This year we saw both American and United introduce basic economy fares. While Delta has been offering basic economy fares for years, American and United were a bit behind, though are also being significantly more punitive when it comes to the restrictions associated with these fares.
These types of fares have become more widespread, and the legacy carriers have used two ways to justify them:
- It allows them to compete with low cost carriers, which charge for all kinds of extras
- It offers passengers a lower fare option
Both of these are patently false, as I outlined the day that United introduced basic economy fares. For example, these were the fares hours before basic economy was introduced:
And here were the fares after:
I suppose the part here that’s true is that basic economy does offer passengers a lower fare option. However, that lower fare option comes in the form of the airline raising non-basic economy fares by $20-50, and then offering a $20-50 discount if you want to book a basic economy fare. What a deal. 😉
A while back, American’s president, Robert Isom, had the following to say about these fares:
“American Airlines now has something to offer every customer, from those who want simple, low-price travel to those who want an ultra-premium experience via First Class. Importantly, this new fare product also gives American the ability to compete more effectively with the growing number of ultra low-cost carriers.”

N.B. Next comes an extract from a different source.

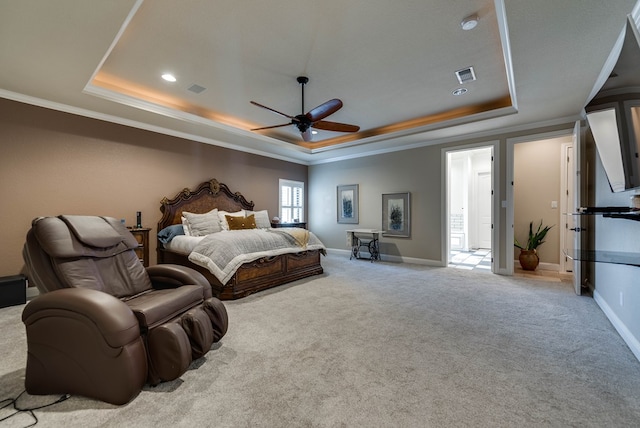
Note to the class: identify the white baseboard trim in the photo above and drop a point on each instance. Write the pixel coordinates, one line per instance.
(622, 329)
(393, 259)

I’m not quite sure what’s more laughable — calling American’s first class experience “ultra-premium,” or suggesting that basic economy fares give airlines the opportunity to “compete more effectively with ultra low-cost carriers.”
In the latest example of how these basic economy fares are being executed, Twitter user @aheeger pointed out how United has $721 one-way basic economy fares from Orlando to San Francisco. That’s a fare of about 30 cents per mile. However, for “just” $25 more you can book a non-basic economy fare.
This is nothing new. I’ve written in the past about how expensive basic economy tickets can be, though a $721 one-way domestic ticket must be the most expensive I’ve ever seen.
So don’t believe the airline narrative on basic economy fares. Basic economy fares have nothing to do with competing effectively with ultra low cost carriers. Instead basic economy fares are another fee that airlines can charge people who don’t want to be completely miserable. If you purchase a basic economy fare, you may be punished with a seat that has only 29″ of pitch, rather than 30″ of pitch. 😉
Perhaps the slogan for basic economy should be “basic economy: because we can.”
So let’s keep calling out basic economy for what it is, rather than a “low cost alternative” or a “way to compete effectively with ultra low cost carriers.”